While L2D has punted itself as a predominantly retail focused REIT, its office portfolio still makes up over 330,000sqm of its 871,000sqm overall portfolio. Its shareholding in the overall portfolio was valued at R8.71 billion at year-end.
Besides the Sandton City complex, Nelson Mandela Square, Eastgate and Melrose Arch, L2D’s property interests include Liberty Midlands Mall in Pietermaritzburg, Liberty Promenade Mitchells Plain in Cape Town and the newly developed Botshabelo Mall. Its other office assets include Standard Bank Centre in Johannesburg, Liberty Centre in Century City Office Park in Cape Town and Liberty Centre in Umhlanga Ridge, Durban. Also included is the John Ross Eco-Junction mixed-use development in Richards Bay.

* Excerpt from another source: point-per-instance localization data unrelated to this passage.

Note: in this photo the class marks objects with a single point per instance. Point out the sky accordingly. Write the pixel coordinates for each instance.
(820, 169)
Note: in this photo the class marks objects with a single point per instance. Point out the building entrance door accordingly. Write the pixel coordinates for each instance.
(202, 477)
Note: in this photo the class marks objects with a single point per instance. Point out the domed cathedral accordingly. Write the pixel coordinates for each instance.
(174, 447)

Beattie said L2D continued to believe strongly in its South Africa only strategy, and was optimistic following the recent political changes in the country. “Despite the challenges impacting the business in 2017 we are on track to deliver net property income growth of between 7 and 9% in 2018, supported by the emergence of an improved trading environment in the second half of 2017. There are also green shoots in the SA economy. Our robust property portfolio is well positioned to show continued improvement,” she added.
L2D has forecast full-year distribution of 60 cents per share for the 2018 financial year.

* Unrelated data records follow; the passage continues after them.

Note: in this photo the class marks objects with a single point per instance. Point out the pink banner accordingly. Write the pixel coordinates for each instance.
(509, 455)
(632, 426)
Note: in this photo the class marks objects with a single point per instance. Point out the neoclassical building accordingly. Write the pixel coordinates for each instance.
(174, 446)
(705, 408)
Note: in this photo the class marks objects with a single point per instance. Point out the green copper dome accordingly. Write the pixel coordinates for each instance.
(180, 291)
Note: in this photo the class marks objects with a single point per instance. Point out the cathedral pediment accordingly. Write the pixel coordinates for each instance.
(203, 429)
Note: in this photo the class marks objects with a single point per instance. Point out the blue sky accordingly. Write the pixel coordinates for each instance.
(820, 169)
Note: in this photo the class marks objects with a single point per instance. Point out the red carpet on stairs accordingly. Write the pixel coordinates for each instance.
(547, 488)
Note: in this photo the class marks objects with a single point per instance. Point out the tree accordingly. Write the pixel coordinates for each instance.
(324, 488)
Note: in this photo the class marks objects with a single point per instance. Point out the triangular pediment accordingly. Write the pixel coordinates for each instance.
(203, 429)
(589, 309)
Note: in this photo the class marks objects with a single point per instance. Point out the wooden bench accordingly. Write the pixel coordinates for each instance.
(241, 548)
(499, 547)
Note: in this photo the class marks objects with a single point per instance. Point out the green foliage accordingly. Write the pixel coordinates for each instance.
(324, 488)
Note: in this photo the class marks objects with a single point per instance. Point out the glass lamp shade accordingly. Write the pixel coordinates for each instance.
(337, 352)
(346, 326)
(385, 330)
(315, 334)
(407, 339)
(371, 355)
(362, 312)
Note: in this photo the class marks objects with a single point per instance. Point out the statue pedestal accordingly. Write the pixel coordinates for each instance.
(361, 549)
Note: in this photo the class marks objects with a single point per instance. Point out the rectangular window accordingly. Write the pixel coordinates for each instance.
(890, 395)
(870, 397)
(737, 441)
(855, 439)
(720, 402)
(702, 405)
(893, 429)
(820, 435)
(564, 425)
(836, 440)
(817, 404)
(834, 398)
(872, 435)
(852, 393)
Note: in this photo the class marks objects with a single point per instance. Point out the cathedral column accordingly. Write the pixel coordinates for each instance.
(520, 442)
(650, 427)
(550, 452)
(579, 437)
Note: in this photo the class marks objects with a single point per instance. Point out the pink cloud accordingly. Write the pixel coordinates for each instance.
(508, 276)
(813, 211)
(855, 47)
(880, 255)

Most analysts were disappointed with L2D’s results. Len van Niekerk, senior property analyst at Nedbank CIB, said: “The company’s maiden results were disappointing, especially considering it missed its forecast twice… L2D’s forecast for 2018 is only around 1.3% distribution growth, which is on the low end of the overall SA REIT sector’s performance.”
Nesi Chetty, head of listed property at MMI Investments, said: “L2D’s flat distribution is not great, but the results were in-line with market expectations… There were some one offs, such as the dilution from Liberty Group exercising its PUT option. The rates adjustment at Eastgate was a big negative.”
Going forward, Chetty said L2D was set for an improved performance. “It has good quality assets, which tend to be defensive. Sandton City, post the refurbishments, should attract higher footfalls and trading densities should pick up.”